Dave Quintana with Acquity Group, an IT consulting company, informed me that their Boise office is rapidly expanding, but having trouble finding qualified Java developers and senior front end developers. He said the same of his former employer, Bodybuilding.com. Like Lokken, Quintana mentioned that these jobs pay well, but without the right education pipeline and training, it’s hard to find people. Quintana added, “I’ve often thought software development is the new manufacturing.”

He’s right. But it remains on us as a state to develop that kind of talent needed for the Manufacturing 2.0. Sure businesses want cheap labor, but as Lokken said, they can go to China or India for that. What businesses need is highly skilled labor that can think critically and innovate better than anyone else in the country.

Producing that type of talent both spawns development within the state and attracts outside business, which is a foundation of economic development.

To that end I urge that the state increase funding to Boise State for the specific purpose of buying top tier faculty from other universities. If we attract faculty, and give them free reign to establish a PhD program and expand the sciences, then we’ll create the type of environment that venture capital firms enjoying circling around.

Despite these trends, the Chamber’s focus is solar/alternative energy, manufacturing, health sciences, professional services. Software and computing products are just above wineries on the Leadership Conference list.

Sure, anyone will say that Idaho welcomes any job creators that want to come, but structurally we can be doing more to attract certain types of employers. Idaho has the ability to become a leader in the manufacturing 2.0 world, but it requires investments.

To be clear, I’m not claiming that traditional manufacturing models are obsolete. Rather, I am urging Boise and Idaho to remain on the cutting edge, which requires structural investment. Certainly traditional manufacturing would help increase state revenue through sales to outside states, but wages will tend to be higher for those in Manufacturing 2.0.

There’s no easy fix. The corporate tax reduction, if passed, would take approximately ten years before arriving at the 4.9 percent rate. Ten years is about the same amount of time it would take establish new PhD programs, raise funds, and graduate a successful workforce (give or take a few years). The fact is that increasing funds to build a program and decreasing the tax rate are both long-term solutions.

If Idaho wants to establish itself as a national force, if BSU wants to be a top-tier research university, if we want to thrive, it will take time, money, patience and the willingness to spend more here, cut more there.

A tax reduction may signal that Idaho is open for business, but will it attract the companies we want? Will it bring the jobs we need; do we have the labor force to fill highly skilled jobs? If we can cut the tax rate without offsetting other needs, then let’s do it. But this Fields of Dream approach of if you cut it, they will come is either too bold or too risky depending on your viewpoint. I say too risky.

Let’s get the Legislature to allow for communities other than resort towns to pass local option taxation. Let’s expand the number of PhD programs at Boise State. Let’s lead the nation into the modern era of manufacturing.

You can reach Tucker at tslosburg@gmail.com or follow him on twitter @tuckslos.

About Tucker Slosburg

One comment

  1. Idaho simply cannot lower income taxes on businesses or individuals, without seriously disabling the hidden subsidies granted to the dominant rural, religious, and agricultural groups in the state.
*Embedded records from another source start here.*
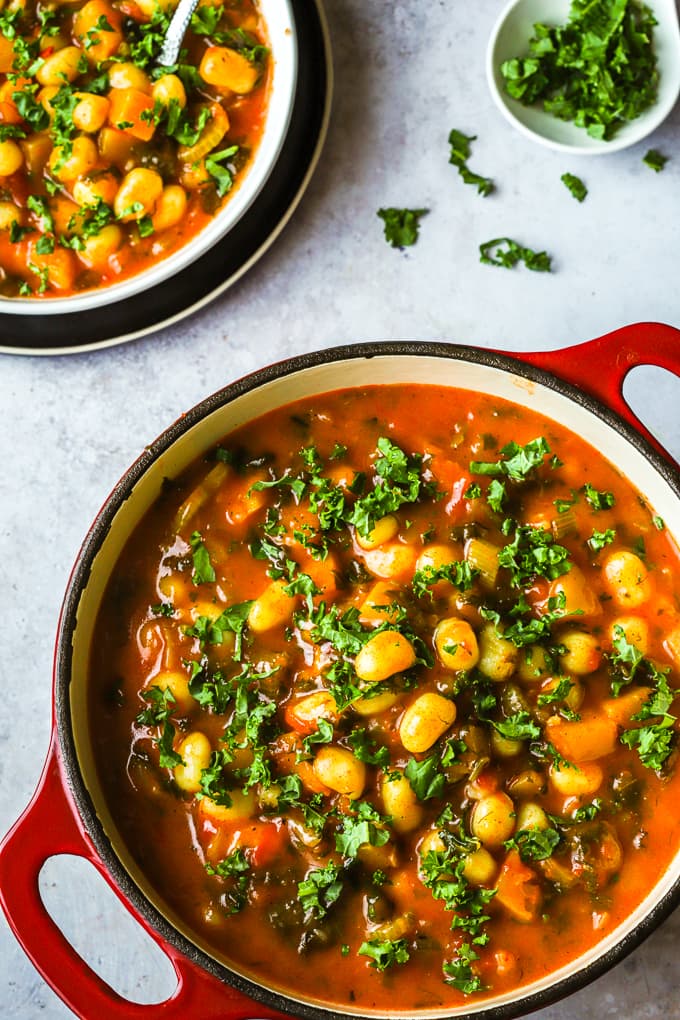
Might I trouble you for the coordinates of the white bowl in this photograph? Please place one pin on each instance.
(510, 38)
(279, 22)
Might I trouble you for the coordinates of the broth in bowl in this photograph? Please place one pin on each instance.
(108, 162)
(381, 695)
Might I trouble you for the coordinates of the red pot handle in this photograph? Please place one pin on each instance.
(50, 825)
(599, 366)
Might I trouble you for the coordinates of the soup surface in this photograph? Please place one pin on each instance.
(108, 161)
(382, 694)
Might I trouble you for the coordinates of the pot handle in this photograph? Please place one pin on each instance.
(48, 826)
(599, 366)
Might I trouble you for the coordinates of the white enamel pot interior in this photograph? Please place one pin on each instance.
(282, 42)
(192, 437)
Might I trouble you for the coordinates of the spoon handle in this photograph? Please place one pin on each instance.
(175, 33)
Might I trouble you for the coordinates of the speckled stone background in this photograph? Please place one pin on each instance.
(406, 73)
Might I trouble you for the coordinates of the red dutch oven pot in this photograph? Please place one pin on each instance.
(581, 387)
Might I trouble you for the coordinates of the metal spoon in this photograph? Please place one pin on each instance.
(510, 38)
(175, 33)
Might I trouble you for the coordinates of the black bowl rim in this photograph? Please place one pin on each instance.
(62, 666)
To do so would mean a spike in either property or sales taxes, and that’s politically unacceptable. The breathtakingly obvious conclusion is that these groups couldn’t give a whit of concern if the state’s urban and tech economy continues to crater.

    The ONLY THING that will change this is a truthful and accurate legislative redistricting map that genuinely reflects the state’s 70-80% urban population. But already those aforementioned groups have gamed that process for their own jaded and cynical purposes.